WASHINGTON — The FDA has issued emergency use authorization to Pfizer and BioNTech, the nation’s first coronavirus vaccine. The authorization comes only 336 days after the genetic blueprint for the novel coronavirus was shared by scientists in China.  Now the complex distribution process must begin.

The action came swiftly after White House Chief of Staff Mark Meadows told FDA Commissioner Stephen Hahn to either clear the vaccine by the end-of-day Friday or submit his resignation. The FDA had planned to issue authorization Saturday morning.

“It’s an all-capital-letters, followed by several exclamation points accomplishment,” said Howard Markel, a medical historian at the University of Michigan.

Federal officials stated that the initial distribution of the vaccine – a whopping 2.9 million doses – would begin within 24 hours of authorization. The CDC issued a recommendation that healthcare workers and nursing home residents should be the first recipients.

Daniel Carpenter, a political scientist at Harvard, said it was unprecedented to go from the discovery of a disease to the development of a vaccine in only 11 months. The previous shortest timeline for the development of a vaccine was for mumps, which took four years. Pfizer and its Germany-based partner, BioNTech, used a fast, flexible genetic technology that had been in development for decades but was never deployed in an approved medical product.

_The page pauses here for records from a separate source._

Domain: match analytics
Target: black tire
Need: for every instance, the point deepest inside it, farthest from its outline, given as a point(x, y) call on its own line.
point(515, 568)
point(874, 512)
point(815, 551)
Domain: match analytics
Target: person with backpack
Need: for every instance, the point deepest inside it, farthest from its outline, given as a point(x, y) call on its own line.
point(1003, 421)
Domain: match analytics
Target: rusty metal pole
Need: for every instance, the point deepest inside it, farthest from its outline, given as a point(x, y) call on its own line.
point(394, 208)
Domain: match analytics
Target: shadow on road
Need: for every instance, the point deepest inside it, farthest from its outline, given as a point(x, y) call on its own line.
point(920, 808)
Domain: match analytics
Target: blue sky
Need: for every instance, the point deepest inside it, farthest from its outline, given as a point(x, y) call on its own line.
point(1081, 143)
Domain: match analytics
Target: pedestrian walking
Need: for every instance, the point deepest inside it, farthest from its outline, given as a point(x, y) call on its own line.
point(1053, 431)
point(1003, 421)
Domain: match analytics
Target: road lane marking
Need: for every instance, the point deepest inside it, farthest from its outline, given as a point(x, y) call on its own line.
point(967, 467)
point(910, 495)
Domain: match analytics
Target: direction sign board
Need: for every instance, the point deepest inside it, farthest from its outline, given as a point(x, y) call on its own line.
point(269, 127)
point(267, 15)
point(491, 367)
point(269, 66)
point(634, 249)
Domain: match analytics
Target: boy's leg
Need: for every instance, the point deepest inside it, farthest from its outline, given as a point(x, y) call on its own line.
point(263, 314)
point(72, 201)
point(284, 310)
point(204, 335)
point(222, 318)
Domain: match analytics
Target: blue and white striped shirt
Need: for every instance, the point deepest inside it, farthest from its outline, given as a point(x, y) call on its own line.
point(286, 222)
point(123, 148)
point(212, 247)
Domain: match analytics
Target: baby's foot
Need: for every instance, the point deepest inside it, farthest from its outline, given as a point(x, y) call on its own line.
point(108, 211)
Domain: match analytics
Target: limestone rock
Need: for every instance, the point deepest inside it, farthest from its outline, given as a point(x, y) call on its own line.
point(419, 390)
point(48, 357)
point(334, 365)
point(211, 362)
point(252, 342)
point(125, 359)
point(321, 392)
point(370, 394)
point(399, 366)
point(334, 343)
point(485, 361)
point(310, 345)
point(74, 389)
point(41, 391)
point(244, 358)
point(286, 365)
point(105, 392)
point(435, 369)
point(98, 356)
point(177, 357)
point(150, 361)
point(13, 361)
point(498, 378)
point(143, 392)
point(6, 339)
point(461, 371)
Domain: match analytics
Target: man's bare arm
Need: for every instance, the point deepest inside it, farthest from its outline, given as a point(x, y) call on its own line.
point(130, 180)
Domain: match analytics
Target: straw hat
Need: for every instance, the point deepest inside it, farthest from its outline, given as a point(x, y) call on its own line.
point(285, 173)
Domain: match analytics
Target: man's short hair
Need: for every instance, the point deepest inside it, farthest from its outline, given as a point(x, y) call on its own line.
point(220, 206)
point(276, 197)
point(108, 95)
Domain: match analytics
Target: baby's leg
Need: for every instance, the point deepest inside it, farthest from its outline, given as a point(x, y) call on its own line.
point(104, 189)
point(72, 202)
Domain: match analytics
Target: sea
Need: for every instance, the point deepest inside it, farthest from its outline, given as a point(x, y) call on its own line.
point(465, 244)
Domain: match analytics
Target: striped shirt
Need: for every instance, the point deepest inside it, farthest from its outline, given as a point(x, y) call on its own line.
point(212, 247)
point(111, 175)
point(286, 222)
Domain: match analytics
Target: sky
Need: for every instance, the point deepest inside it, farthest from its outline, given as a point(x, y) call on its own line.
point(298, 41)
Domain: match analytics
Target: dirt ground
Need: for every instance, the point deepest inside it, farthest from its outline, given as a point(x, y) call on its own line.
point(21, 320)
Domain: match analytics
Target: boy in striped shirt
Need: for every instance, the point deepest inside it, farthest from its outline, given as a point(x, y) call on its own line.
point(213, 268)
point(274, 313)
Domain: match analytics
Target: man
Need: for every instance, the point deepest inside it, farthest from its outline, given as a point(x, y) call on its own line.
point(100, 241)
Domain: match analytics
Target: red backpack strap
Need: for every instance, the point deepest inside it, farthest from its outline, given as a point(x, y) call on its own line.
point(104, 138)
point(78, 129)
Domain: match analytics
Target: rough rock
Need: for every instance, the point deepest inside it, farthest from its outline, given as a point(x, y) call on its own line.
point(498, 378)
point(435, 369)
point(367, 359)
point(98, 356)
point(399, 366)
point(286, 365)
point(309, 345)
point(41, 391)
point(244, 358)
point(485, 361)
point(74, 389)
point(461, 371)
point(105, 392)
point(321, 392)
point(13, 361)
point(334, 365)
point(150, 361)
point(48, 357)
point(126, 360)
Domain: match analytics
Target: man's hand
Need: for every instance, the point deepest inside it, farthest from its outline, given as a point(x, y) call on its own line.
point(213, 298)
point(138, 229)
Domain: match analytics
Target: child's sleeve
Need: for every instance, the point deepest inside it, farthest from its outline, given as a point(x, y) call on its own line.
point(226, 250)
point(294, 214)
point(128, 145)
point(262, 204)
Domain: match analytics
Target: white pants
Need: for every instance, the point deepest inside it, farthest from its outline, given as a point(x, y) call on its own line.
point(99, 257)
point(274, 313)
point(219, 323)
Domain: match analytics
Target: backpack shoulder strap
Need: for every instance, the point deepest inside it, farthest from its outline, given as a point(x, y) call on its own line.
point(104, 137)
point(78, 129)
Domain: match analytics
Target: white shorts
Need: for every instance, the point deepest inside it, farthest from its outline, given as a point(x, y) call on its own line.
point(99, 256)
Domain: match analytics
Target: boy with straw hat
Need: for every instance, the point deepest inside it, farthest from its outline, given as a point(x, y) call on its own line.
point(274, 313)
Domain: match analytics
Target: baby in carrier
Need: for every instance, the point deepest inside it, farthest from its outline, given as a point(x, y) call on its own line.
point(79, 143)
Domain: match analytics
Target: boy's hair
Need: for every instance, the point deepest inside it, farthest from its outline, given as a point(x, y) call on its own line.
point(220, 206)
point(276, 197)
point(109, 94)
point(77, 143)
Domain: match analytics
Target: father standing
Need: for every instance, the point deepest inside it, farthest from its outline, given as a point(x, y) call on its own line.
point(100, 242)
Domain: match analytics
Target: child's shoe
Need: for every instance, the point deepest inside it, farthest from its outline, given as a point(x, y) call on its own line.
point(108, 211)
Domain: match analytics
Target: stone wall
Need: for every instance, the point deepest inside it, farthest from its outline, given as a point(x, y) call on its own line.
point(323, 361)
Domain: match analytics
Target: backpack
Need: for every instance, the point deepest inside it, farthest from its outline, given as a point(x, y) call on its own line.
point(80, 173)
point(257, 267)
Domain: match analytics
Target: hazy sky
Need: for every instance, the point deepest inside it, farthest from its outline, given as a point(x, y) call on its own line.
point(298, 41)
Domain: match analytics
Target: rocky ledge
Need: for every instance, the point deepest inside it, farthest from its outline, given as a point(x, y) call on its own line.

The vaccine was shown to be 95 percent effective at preventing disease in a clinical trial with tens of thousands of participants, and has already been approved in Britain, Canada, Saudi Arabia, and Bahrain.

“To get there has required a host of innovations…Any one of those would have been cause for considerable amazement,” said Francis S. Collins, Director of the National Institutes of Health. “But when you put them together, it’s a path so revolutionary it would be hard to imagine somebody contemplating it five years ago.”

Operation Warp Speed, the Trump administration’s effort to accelerate the development and distribution of coronavirus vaccines and treatments, has spent billions of dollars on a portfolio of vaccines, with Pfizer/BioNTech’s being the first to cross the finish line. The company did not take government money for research and development, but did receive a $1.95 billion contract for 100 million doses – 25 million of which will be delivered this year.

The unquestionably good news on Pfizer’s shot comes as other vaccines also have moved forward: AstraZeneca and the University of Oxford published results in a peer-reviewed journal, China’s Sinopharm announced positive results, and Russia has reported promising data on a vaccine.

FDA emergency authorizations are temporary approvals used to accelerate the availability of medical products during a public health emergency. They require less data than regular approvals and can be issued based on a lower standard. In the case of a vaccine, however, the FDA has said it would use rigorous criteria because millions of healthy people are expected to receive it.